I started running about four years ago on my treadmill. I had to take off that extra baby weight as I couldn’t stand being in my own skin as I just didn’t feel like me any more. I always wished I could run, I’d see runners and think “damn I wish I was them” and I tried a few times that Learn to Run program without any success. I could never get past running for a solid five minutes and gave up. I don’t know what changed, perhaps it was simply the right time for me to start but this time it worked. I continued to run on my treadmill and walk when needed. Before I knew it my running outlasted my walking until I was solidly running. God it felt good. I was starting to feel “me” brewing inside again. Having kids can take a toll on a woman as we tend to solely focus on being a mom and forget that feisty girl we once were. That feisty girl…well she wanted out and was mak’n a comeback. My goal was the Vancouver Sun Run which is a 10k and I never thought I would run that far without stopping but I did. I remember trying not to cry as the finish line approached. I did a few more 10ks after that, was training more, a little personal coaching from Leah always helps too and before I knew it I was signing up for a Half Marathon Clinic. I remember running that 1/2 marathon with my friend Karen and thinking I was going to seriously die at about the 5k mark and, by the time I hit about 17k I was seriously questioning my sanity, but I finished it. Bill and the kids were there as well as my Dad and I remembering hugging him after and just bawling. This former gymnast, who’s longest run was a short, powerful sprint to the beatboard had just run 21.1k and is still standing. My left wrist is tattooed to commemorate that personal achievement. I look at it and I’m reminded of being able to do something I never thought I’d do.
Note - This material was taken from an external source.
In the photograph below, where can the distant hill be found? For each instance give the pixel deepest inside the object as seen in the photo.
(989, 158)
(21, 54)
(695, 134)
I am not built for speed when it comes to endurance. I can run rather quick for about 100-200m at best but distance, for me, is a challenge. I continue to struggle and yet what got me this morning is why do I keep signing up for this distance of race. It dawned on me… four years ago while running that first 10k, I hit that 5 k marker and thought, “yikes, this sucks”. Sunday it took me until about 13k to really think it sucks and question my sanity. As Oprah would say, “I had an A-ha moment”. I improved, I have gotten better, that 5k marker is no longer my stopping point. My parents didn’t raise a girl to shy away from a challenge. In fact, my Mother always encouraged my inner strength to persevere and succeed. My Dad, taught me all around sports and because of that I can throw a football better than most chicks. I thrive on a challenge. I know this “racing” challenge will be conquered and that 2 hr mark will be mine. Once I made this realization I knew I was signing up for yet another kick at the can but… not until maybe February.
To Patricia who gave up her personal time goals to run with me, thank you. It meant the world to me that we ran this one together. To Leah, you are always a personal inspiration to keep running. You continue to challenge me and not let me be defeated. Running is not for everyone but it can be as I learned. If you want something bad enough, just go after it.